I fattori di dignità, reputazione, immagine in contrasto quelli di onestà, realtà, verità vengono costantemente ripresi in mano dall'opinione pubblica ogni qual volta scandali di tipo sessuale vengono a galla e, a meno che non sia la violenza fisica ad essere protagonista, difficile è ragionare su cosa abbia portato al crearsi di situazioni che hanno visto intrecciarsi politica, scandali sessuali e sistema mediatico.
Le 'donne mediatiche', vengono spesso additate come modelli poco dignitosi, come categoria fuorviante rispetto alle 'donne reali', considerate immagini degradanti che poco hanno a che fare con la donna 'vera'. Lo stesso documentario della Zanardo, nonostante abbia messo a fuoco una parte di mediaticità al quanto deprimente, è stato ampiamente criticato in quanto espressione di un pensiero incastrato in un clima culturale completamente diverso da quello odierno. I punti cardine ai quali l'autrice fa riferimento, ovvero la poca autenticità dei corpi, la presenza accattivante e silenziosa, la poca rappresentatività delle donne reali all'interno della tv rimandano ad un fantomatico modello ideale di donna, espressione di un pensiero che trova ancora oggi terreno fertile in un certo dibattito popolare femminista italiano. Perorare ancora la causa delle donne inquadrandola in un assunto teorico che vede la donna reale disgiunta e non rappresentata dalla cultura mediatica fa sì che si riduca il concetto di essere donna ad un unico, 'normale' e giusto modo di essere tale. Un discorso tipico di un certo perbenismo, che vige ancora nei dibattiti sul genere, che così facendo continuano a produrre un'idea fortemente normativa del soggetto donna.

“L’idea di una realtà autentica della donna è di per sé problematica perché presuppone un soggetto unitario e un'essenza del desiderio femminile […] Considerare l'immagine televisiva come puramente artificiale e degradante implica la possibilità che ci sia invece un modo corretto di rappresentare le donne”. (A. Gribaldo, G.Zapperi, 2012, pp.29-30).

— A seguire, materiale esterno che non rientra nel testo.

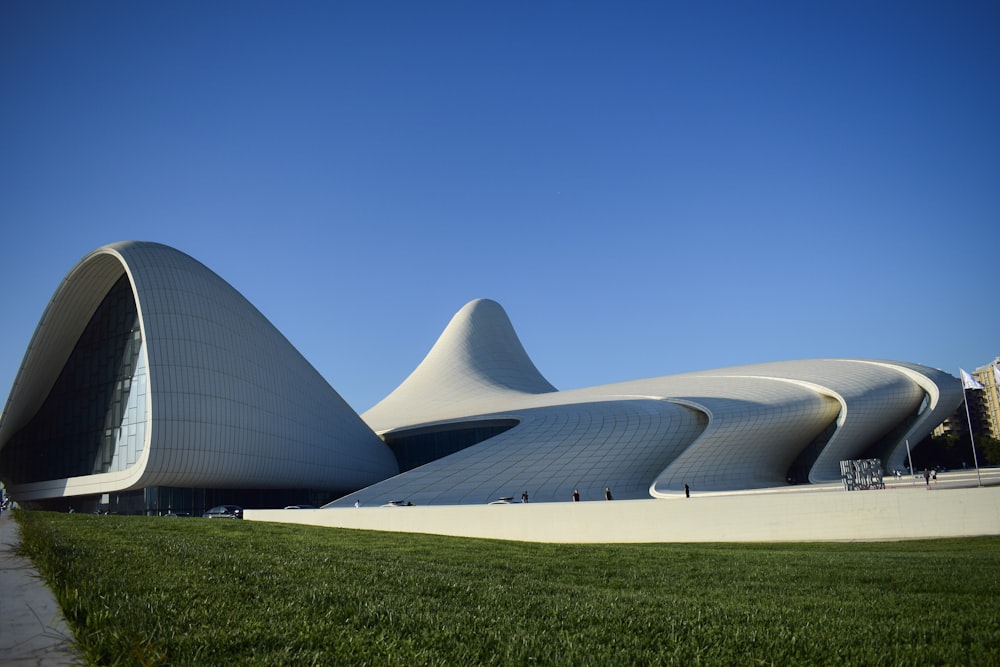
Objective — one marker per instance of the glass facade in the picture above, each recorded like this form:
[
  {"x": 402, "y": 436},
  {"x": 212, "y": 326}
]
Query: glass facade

Contrapporre la velina alla donna 'reale', di tutti i giorni, produce un rimbalzo che oscilla da uno stereotipo all'altro, ma che non giova a nessuno dei due.
Il richiamo costante alla dignità non trova poi spazio in una società dove l'accesso ad una realizzazione dignitosa di sé anche solo a livello professionale sta diventando un'utopia.
Il percorso di emancipazione della condizione femminile è avvenuto lungo l'arco del' ꞌ900 in concomitanza con i grandi cambiamenti economici avvenuti in tutto il mondo. La donna, volendo uscire dallo spazio privato, domestico, volendo acquisire una propria libertà si è trovata via via a doversi inserire nei sistemi sociali, politici e di mercato già pianificati, a volte adattandosi, a volte respingendo le condizioni imposte.
La libertà di mercato, ovvero la libera interazione tra acquirente e venditore, produttore e consumatore senza l'intermediazione dello stato, il neoliberismo come viene definito oggi dal linguaggio mainstream, ha inglobato con scaltrezza dentro le proprie logiche, quelle dell'individuo-impresa di se stesso, la richiesta di integrazione femminile.
In un articolo apparso su The Guardian nel 2013 Nancy Fraser scrive:

“Questo potrebbe spiegare perché una serie di idee femministe, che un tempo facevano parte di una visione del mondo radicale, oggi vengono utilizzate a fini individualistici. In passato, le femministe criticavano una società dove si promuoveva il carrierismo, adesso viene consigliato alle donne di “affidarsi”. Il movimento delle donne una volta aveva come priorità la solidarietà sociale, oggi festeggia le imprenditrici. La prospettiva di allora valorizzava la “cura” e l’interdipendenza umana, ora incoraggia il progresso individuale e la meritocrazia. Ciò che si nasconde dietro tutto questo è un cambiamento di rotta del paradigma capitalista. Il capitalismo stato-assistito del dopoguerra ha lasciato il posto a una forma innovativa di capitalismo, “disorganizzato”, globalizzato, neoliberista. La seconda ondata del femminismo è emersa come critica al capitalismo di prima maniera, ma infine è diventata ancella del capitalismo contemporaneo.” (https://www.iaphitalia.org/nancy-fraser-come-il-femminismo-divenne-ancella-del-capitalismo/)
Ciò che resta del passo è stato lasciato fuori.